GILBERT BEILSCHMIDT: They also dislike each other, but are another possible romance. GILBERT BEILLSCHMIDT is naturally out to find a significant other (though he'll deny it) and while VASH ZWINGLI will reject his advances at first, they can end up together with enough hard work!

LUDWIG KALTHERZIG: Despite animosity from World War II, these units are actually quite fond of each other. LUDWIG KALTHERZIG is the only unit VASH ZWINGLI likes in LILY ZWINGLI's company; these two have a slight chance of romance usually urged by LILY ZWINGLI.

Cleaning

Your unit is perfectly capable of cleaning himself, and he will threaten to kill you if you attempt to help him.

Feeding

VASH ZWINGLI prefers various kinds of German and French foods, but will eat anything if hungry; he also loves cheese. He can cook for himself as well.

Rest

The VASH ZWINGLI unit is generally a late sleeper and late riser, though having a LILY ZWINGLI unit in the house will result in him sleeping earlier in an attempt to wake up before or with her. He sleeps whenever he wants to; going and badgering him to turn off his light won't do anything except cause damage to you and your home.
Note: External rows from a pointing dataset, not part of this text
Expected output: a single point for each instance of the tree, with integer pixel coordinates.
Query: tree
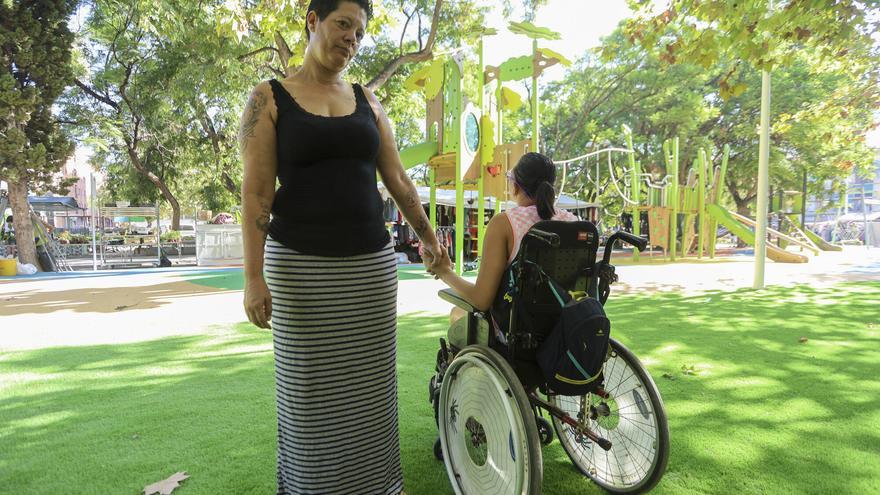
(801, 40)
(35, 51)
(123, 98)
(821, 117)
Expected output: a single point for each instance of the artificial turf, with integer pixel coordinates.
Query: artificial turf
(756, 410)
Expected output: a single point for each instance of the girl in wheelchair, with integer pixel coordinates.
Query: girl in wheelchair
(531, 186)
(491, 398)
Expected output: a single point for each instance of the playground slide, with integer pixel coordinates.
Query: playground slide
(818, 241)
(740, 230)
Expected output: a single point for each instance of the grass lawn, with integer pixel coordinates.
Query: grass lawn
(761, 412)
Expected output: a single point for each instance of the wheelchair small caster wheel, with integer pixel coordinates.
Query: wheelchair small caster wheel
(545, 431)
(438, 450)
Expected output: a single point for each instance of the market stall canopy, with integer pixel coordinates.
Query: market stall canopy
(446, 197)
(53, 203)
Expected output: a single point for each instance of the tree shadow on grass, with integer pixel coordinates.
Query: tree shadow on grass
(99, 299)
(114, 418)
(761, 412)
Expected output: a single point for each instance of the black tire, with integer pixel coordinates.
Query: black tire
(438, 450)
(515, 392)
(545, 430)
(657, 467)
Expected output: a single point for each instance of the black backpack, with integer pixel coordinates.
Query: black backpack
(573, 355)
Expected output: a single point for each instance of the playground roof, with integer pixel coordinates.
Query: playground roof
(53, 203)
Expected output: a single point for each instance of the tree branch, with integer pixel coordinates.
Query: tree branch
(242, 58)
(94, 94)
(424, 54)
(283, 51)
(403, 34)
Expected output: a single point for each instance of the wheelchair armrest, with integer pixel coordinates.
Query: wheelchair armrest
(451, 296)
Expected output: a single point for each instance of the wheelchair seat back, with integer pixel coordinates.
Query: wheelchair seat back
(562, 251)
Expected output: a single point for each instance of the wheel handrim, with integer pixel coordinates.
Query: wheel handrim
(483, 405)
(631, 426)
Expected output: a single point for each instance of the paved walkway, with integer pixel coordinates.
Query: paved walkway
(115, 307)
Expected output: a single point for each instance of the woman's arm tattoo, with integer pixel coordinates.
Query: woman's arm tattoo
(422, 227)
(263, 220)
(412, 199)
(252, 111)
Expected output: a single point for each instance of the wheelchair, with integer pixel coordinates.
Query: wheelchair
(488, 392)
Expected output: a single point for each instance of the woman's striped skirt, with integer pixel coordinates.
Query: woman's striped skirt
(334, 323)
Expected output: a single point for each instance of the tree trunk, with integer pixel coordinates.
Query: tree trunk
(742, 207)
(155, 179)
(24, 228)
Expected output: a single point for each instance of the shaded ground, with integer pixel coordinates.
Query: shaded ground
(97, 399)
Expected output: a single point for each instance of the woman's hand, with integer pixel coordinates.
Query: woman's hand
(258, 302)
(441, 264)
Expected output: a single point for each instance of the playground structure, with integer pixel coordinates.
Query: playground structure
(464, 149)
(696, 208)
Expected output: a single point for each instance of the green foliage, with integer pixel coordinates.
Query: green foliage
(765, 34)
(820, 117)
(35, 54)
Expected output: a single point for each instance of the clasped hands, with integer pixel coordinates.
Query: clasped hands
(436, 260)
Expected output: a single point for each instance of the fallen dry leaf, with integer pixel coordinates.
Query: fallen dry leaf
(166, 486)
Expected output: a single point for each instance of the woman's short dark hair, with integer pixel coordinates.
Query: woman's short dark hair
(535, 174)
(323, 8)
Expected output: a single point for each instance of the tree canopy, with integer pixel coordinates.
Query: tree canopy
(35, 52)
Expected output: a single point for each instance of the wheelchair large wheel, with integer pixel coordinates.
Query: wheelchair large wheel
(632, 417)
(487, 427)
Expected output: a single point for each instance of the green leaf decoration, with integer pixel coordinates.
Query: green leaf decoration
(534, 32)
(558, 56)
(510, 99)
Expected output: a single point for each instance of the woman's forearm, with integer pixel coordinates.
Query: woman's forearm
(407, 198)
(465, 289)
(255, 228)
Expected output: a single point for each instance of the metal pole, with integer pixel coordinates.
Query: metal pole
(865, 215)
(158, 239)
(804, 203)
(94, 221)
(763, 183)
(536, 122)
(481, 207)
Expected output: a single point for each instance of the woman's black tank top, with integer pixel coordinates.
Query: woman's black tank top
(328, 203)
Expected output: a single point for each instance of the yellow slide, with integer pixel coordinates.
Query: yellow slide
(740, 230)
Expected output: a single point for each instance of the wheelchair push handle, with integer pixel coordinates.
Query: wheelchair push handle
(626, 237)
(548, 238)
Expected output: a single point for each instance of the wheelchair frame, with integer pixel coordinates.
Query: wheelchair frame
(566, 252)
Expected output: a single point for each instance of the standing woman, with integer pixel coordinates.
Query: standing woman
(330, 284)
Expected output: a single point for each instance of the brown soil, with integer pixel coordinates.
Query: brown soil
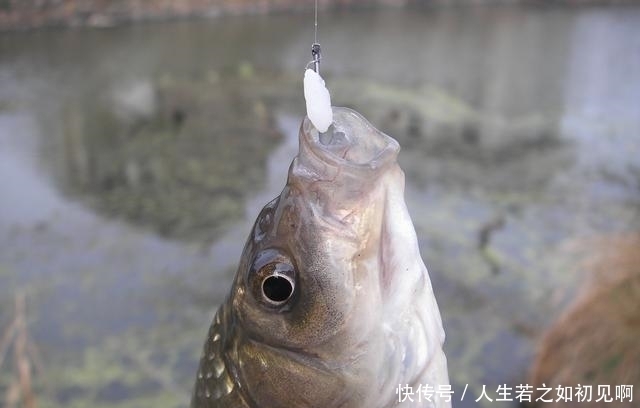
(597, 340)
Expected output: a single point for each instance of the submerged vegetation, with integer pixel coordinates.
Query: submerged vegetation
(130, 177)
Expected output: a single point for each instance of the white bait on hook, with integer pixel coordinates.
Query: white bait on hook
(318, 101)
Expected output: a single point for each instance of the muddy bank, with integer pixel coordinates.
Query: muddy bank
(595, 342)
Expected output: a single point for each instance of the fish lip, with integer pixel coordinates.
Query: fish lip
(316, 155)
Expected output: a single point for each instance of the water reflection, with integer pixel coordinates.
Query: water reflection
(134, 160)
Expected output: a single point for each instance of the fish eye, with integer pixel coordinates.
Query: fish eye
(277, 289)
(272, 279)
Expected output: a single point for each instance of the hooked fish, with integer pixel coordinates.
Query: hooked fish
(332, 305)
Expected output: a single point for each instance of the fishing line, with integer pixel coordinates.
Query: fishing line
(315, 48)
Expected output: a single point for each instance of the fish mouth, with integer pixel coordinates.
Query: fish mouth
(351, 143)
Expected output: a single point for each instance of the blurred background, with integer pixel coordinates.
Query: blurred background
(138, 141)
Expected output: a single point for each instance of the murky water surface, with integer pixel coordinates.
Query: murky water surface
(133, 161)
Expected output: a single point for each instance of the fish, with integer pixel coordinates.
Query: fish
(331, 305)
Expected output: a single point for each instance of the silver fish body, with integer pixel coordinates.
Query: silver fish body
(332, 305)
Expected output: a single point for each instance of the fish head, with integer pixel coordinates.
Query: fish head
(309, 273)
(324, 301)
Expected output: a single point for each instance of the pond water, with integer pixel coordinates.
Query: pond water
(133, 161)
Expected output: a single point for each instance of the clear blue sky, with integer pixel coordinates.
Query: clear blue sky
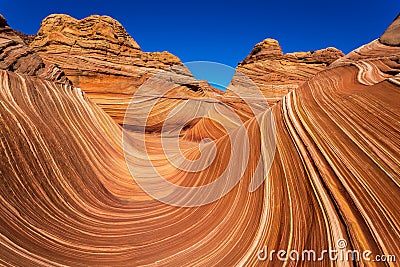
(223, 31)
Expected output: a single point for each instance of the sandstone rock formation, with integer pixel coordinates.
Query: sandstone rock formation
(67, 197)
(101, 58)
(276, 73)
(392, 34)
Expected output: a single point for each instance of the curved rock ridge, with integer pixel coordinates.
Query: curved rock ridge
(276, 73)
(99, 56)
(68, 199)
(16, 56)
(392, 34)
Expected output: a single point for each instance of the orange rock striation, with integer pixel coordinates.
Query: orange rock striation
(101, 58)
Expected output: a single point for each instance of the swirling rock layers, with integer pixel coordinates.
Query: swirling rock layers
(99, 56)
(68, 199)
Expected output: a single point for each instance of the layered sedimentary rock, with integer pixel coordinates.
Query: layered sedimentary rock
(67, 197)
(276, 73)
(102, 59)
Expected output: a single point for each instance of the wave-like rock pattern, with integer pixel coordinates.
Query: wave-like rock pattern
(277, 74)
(67, 197)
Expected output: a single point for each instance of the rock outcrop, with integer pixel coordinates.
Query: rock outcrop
(100, 57)
(391, 36)
(276, 73)
(68, 197)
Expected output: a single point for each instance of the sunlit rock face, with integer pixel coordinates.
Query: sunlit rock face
(67, 197)
(276, 73)
(101, 58)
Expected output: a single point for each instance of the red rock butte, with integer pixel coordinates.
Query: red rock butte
(67, 196)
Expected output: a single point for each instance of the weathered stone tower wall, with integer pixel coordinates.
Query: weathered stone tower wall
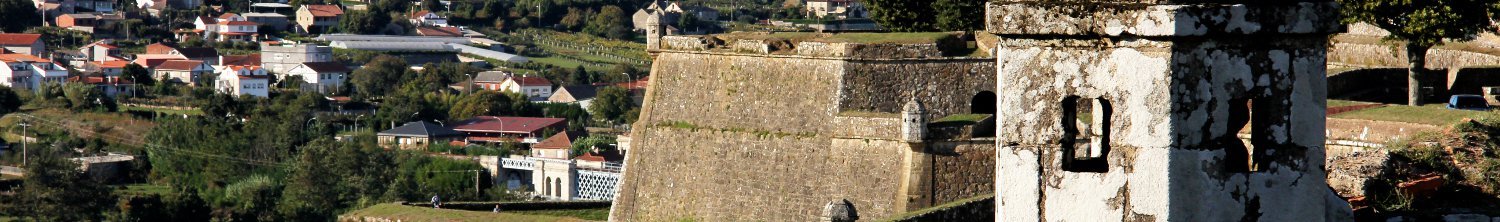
(1176, 81)
(752, 134)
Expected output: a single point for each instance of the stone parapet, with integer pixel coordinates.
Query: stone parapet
(1161, 18)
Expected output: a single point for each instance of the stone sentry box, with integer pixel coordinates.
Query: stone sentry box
(1175, 84)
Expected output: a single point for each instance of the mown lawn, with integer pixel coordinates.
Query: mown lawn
(146, 189)
(582, 213)
(165, 110)
(1335, 102)
(396, 212)
(1427, 114)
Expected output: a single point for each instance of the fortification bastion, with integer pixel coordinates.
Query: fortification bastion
(774, 126)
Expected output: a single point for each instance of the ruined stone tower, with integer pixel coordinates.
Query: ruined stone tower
(1137, 110)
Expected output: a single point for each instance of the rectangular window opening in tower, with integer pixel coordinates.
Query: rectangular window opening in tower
(1245, 155)
(1086, 137)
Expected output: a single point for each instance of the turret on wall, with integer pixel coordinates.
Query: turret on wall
(1136, 110)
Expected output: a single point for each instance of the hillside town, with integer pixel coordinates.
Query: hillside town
(764, 110)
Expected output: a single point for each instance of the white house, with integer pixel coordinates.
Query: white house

Frequently Asked Questions

Q: My unit keeps harassing me to voice my opinions!

A: He is most likely acting on his irritation at you for not speaking your mind every minute of every day. VASH ZWINGLI will respect you very much for stating your beliefs instead of sitting by and letting others push an argument you disagree with; there's no harm in a good debate, after all.
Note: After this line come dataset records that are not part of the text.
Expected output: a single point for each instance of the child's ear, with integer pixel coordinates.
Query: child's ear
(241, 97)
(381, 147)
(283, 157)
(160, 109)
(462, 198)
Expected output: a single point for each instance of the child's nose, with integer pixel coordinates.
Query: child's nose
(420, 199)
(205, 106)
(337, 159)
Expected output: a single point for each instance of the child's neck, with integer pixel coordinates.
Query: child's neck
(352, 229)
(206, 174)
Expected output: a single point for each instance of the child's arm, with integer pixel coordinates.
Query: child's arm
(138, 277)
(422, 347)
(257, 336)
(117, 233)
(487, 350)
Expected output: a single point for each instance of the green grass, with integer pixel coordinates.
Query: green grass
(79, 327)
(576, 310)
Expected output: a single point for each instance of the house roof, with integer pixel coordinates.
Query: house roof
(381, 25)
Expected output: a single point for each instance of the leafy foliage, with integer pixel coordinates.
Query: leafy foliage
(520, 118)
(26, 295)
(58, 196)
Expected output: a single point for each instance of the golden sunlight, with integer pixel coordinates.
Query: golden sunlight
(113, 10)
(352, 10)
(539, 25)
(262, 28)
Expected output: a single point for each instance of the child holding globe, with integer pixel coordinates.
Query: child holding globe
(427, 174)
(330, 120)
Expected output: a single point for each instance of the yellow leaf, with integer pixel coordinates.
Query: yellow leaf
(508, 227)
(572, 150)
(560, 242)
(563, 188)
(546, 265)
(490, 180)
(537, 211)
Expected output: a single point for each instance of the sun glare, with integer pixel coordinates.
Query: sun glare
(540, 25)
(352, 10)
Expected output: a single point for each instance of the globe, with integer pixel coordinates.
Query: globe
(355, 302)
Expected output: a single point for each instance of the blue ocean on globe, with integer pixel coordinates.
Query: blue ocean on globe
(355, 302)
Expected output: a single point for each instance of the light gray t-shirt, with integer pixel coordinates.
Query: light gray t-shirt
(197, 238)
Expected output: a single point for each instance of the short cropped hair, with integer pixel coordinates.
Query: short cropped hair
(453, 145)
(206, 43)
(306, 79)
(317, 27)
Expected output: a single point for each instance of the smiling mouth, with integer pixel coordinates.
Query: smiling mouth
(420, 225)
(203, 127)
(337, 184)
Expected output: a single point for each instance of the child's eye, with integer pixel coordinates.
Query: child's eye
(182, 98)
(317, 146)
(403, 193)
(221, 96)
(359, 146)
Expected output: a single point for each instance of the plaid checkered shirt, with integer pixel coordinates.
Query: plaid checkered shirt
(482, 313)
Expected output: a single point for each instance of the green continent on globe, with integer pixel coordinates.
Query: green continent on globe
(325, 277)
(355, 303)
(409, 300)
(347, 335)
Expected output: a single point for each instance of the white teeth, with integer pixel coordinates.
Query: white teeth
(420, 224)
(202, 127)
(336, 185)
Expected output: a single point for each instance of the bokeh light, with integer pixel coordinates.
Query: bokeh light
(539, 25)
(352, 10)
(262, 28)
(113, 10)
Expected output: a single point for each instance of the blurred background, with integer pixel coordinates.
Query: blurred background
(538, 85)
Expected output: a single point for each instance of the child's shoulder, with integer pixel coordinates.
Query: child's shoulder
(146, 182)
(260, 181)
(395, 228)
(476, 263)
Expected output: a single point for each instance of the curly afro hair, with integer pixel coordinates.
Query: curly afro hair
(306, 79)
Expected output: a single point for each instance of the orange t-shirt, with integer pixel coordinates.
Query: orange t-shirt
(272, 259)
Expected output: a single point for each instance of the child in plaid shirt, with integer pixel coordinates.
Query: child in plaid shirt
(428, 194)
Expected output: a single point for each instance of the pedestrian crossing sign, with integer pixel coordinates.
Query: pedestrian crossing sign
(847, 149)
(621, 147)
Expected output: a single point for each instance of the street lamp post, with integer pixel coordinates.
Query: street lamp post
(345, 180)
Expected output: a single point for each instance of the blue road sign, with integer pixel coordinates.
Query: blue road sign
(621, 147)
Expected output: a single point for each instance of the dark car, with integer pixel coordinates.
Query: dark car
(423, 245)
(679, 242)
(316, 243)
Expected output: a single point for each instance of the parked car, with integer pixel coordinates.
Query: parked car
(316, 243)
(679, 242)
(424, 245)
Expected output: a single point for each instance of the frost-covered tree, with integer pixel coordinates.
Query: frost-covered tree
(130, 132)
Q: My unit lost a gun and started tearing my house apart to find it!

A: Buy him a new one, or shout at him to stop being so destructive. Slipping in a comment about the cost will make him sulk, but he'll not rampage after you tell him to stop.

Troubleshooting

Problem: Your unit is throwing a fit for no reason, and trying to fashion weapons out of your mother's fine china.
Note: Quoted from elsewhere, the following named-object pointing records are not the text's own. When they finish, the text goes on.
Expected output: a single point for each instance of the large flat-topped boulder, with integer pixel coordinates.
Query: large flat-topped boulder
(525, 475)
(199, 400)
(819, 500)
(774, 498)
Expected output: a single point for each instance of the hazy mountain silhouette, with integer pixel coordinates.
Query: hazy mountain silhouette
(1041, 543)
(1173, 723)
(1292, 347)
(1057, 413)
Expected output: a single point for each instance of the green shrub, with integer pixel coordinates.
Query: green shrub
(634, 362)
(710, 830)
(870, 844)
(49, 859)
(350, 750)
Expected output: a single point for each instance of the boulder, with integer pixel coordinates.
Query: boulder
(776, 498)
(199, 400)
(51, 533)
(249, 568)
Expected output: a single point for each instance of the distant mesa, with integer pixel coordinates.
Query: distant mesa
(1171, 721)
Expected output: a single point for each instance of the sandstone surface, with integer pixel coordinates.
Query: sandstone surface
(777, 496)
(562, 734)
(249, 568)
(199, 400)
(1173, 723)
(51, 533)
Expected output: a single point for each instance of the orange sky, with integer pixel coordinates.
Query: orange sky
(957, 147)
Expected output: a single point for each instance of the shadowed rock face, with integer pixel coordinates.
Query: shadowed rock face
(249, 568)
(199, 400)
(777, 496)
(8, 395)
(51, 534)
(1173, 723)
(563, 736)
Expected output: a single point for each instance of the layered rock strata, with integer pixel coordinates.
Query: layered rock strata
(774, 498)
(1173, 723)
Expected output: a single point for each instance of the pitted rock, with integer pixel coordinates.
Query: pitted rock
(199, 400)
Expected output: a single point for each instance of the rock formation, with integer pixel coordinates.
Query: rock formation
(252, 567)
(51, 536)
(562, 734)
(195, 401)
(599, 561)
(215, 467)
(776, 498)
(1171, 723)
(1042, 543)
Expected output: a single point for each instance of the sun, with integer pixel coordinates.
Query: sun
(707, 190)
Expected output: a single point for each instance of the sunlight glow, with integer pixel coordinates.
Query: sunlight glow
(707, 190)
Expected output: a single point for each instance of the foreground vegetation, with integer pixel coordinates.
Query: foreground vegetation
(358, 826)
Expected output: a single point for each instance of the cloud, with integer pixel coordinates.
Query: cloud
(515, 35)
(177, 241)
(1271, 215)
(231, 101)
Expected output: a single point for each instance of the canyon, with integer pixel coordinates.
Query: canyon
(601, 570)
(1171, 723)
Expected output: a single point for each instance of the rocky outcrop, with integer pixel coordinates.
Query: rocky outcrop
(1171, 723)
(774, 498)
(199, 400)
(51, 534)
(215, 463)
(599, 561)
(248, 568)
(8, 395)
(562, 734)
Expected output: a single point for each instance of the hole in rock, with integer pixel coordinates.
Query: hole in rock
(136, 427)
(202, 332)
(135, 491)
Solution: VASH ZWINGLI has realized the lack of bullets in the house, and so has deemed his guns useless. This can be remedied by buying him a child's toy gun, or by calling Customer Services to buy the special edition SG550 or SIG P210 bullets. These bullets will bruise, but won't break skin.

Problem: You opened the box we sent you and found that, instead of an older teenage male, there was a kid of about ten or eleven lying in the box. Upon awakening, he grumbles and fights all the time, and asks where RODERICH EDELSTEIN is.

Solution: Oops! We sent you a little!Switzerland unit on accident! In this form, he is much more amiable but prone to fits, and might suddenly declare war on you at a single wrong move. If you don't want such a fickle unit near your loved ones or precious belongings, feel free to call Customer Services for an exchange.

End Notes

With the proper respect and care, your VASH ZWINGLI unit will turn out to be the most useful purchase you've ever made, as well as a loyal companion and caring older brother to any children you've got running around. We wish you a fun time with your unit. Good luck!